Record-low mortgage rate and attractive prices, supported by declining unemployment are luring buyers as the inventory of distressed homes shrinks. Home builders are responding by adding supply, bolstering economic growth. “Everywhere we are, we can see it,” Larry Webb, chief executive officer of Aliso Viejo, California-based New Home, said in a telephone interview. “Talk about pent-up demand.”

 

Housing starts, including single- and multifamily units, are expected to increase 24 percent to 967,000 in 2013, the most since 2007, according to the median of 17 estimates.

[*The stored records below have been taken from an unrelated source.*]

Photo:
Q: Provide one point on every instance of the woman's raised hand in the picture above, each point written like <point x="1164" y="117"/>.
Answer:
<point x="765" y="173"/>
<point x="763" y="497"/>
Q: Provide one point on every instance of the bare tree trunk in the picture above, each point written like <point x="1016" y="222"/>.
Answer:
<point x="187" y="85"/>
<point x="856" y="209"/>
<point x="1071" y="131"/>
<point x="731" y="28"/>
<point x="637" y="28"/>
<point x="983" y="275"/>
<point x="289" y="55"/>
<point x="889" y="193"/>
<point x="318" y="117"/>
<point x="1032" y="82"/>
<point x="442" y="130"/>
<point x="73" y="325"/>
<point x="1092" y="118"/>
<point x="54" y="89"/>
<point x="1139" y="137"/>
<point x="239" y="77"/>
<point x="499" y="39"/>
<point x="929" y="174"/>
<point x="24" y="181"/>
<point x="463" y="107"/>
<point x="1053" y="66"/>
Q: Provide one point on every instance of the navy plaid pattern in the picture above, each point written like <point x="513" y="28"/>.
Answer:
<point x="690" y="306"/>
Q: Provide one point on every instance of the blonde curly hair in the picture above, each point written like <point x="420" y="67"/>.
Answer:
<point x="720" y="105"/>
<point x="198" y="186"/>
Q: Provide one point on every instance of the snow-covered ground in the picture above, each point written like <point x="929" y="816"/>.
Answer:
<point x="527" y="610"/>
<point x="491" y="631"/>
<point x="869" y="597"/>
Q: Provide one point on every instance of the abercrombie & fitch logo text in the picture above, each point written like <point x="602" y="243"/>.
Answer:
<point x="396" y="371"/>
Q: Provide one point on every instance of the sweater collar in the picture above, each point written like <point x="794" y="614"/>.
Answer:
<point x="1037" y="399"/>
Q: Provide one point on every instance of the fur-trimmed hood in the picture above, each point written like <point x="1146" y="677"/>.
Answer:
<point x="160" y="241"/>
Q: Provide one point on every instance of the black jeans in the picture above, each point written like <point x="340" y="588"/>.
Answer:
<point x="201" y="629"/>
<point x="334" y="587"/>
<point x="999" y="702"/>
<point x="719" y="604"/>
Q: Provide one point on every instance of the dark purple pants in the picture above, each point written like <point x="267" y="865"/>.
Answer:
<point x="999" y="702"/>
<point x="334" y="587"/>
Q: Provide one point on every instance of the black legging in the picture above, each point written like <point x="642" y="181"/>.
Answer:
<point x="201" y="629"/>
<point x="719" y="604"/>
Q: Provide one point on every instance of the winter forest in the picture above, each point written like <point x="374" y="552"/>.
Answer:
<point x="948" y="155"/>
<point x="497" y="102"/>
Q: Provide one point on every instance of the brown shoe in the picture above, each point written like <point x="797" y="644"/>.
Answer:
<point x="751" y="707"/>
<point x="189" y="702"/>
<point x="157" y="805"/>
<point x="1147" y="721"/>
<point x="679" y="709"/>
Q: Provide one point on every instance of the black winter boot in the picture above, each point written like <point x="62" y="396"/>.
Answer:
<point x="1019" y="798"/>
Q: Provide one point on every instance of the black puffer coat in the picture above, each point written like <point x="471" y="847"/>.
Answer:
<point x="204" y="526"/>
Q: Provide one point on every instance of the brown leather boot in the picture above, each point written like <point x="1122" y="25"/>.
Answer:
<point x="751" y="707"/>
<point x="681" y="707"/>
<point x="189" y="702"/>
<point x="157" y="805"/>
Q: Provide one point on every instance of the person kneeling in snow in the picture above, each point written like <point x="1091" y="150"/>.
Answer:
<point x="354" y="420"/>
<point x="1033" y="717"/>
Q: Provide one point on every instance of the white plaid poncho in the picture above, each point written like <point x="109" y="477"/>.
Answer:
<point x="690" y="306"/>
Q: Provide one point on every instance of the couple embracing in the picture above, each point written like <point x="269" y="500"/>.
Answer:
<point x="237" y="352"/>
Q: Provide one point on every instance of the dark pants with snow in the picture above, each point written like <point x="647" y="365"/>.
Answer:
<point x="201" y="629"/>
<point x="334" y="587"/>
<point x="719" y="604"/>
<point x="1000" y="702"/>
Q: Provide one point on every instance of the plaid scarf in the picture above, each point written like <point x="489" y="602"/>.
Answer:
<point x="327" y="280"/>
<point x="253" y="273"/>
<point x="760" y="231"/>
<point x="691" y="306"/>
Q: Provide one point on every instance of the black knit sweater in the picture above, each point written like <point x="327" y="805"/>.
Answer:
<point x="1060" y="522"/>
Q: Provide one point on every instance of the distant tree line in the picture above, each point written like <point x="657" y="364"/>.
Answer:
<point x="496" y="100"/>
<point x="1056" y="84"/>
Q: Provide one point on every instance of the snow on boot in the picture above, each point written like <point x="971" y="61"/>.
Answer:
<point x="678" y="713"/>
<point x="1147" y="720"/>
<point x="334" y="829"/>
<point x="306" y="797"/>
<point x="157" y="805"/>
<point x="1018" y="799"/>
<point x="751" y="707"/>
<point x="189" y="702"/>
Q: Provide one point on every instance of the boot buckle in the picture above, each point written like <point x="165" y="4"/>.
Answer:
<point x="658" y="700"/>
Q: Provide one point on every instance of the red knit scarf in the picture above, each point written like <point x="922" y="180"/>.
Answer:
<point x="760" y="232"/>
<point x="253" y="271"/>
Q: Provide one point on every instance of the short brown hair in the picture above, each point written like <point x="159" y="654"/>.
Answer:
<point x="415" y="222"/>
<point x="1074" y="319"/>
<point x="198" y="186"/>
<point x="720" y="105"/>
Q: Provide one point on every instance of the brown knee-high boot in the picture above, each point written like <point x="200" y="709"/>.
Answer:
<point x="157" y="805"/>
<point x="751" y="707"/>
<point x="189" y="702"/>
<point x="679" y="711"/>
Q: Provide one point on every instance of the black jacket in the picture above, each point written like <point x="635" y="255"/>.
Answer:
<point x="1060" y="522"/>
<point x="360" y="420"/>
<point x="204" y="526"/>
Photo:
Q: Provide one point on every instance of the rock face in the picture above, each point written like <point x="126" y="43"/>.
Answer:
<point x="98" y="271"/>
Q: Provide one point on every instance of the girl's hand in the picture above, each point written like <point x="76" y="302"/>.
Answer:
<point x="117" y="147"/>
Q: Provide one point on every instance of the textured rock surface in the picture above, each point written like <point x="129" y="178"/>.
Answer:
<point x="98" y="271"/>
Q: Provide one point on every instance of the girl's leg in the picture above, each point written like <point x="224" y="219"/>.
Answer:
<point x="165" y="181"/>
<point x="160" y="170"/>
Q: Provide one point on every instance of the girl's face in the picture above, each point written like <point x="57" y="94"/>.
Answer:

Starts will reach an annual pace of 1 million by the end of this year and 1.5 million by the end of 2016, according to a report today by Goldman Sachs Group Inc. analysts led by Hui Shan, who said housing will remain a “bright spot” in 2013.

 

Purchases of new single-family houses will climb 23 percent to 448,000 this year, extending last year’s rebound from a record low 306,000 in 2011, according to estimates of 17 analysts surveyed for this story. “We expect housing to continue this momentum into 2013 and in fact show stronger growth rates due to pent-up demand,” Mark Kiesel, managing director at Pacific Investment Management Co. in Newport Beach, California, wrote in an e-mail.

 

Increases in home prices, construction employment and consumer optimism can restart the “virtuous circle,” shifting housing from an economic drag to an economic engine, according to

Michael Widner, an analyst with Stifel Nicolaus & Co.

 

Based on home sales, construction starts and mortgage delinquencies, the housing market is “halfway back to normal,” said Jed Kolko, chief economist of Trulia Inc., a San Francisco- based real estate website operator. “It’s likely that it will be another three years or so — maybe the end of 2015 or the start of 2016 — before we see that market nationally back to normal,” Kolko said in a Dec. 26 interview on Bloomberg Television. “Some local markets, like HOUSTON and the San Francisco Bay area, are actually close to where the normal areas are. Whereas others, like Chicago and Atlanta, are a long, long way from normal.”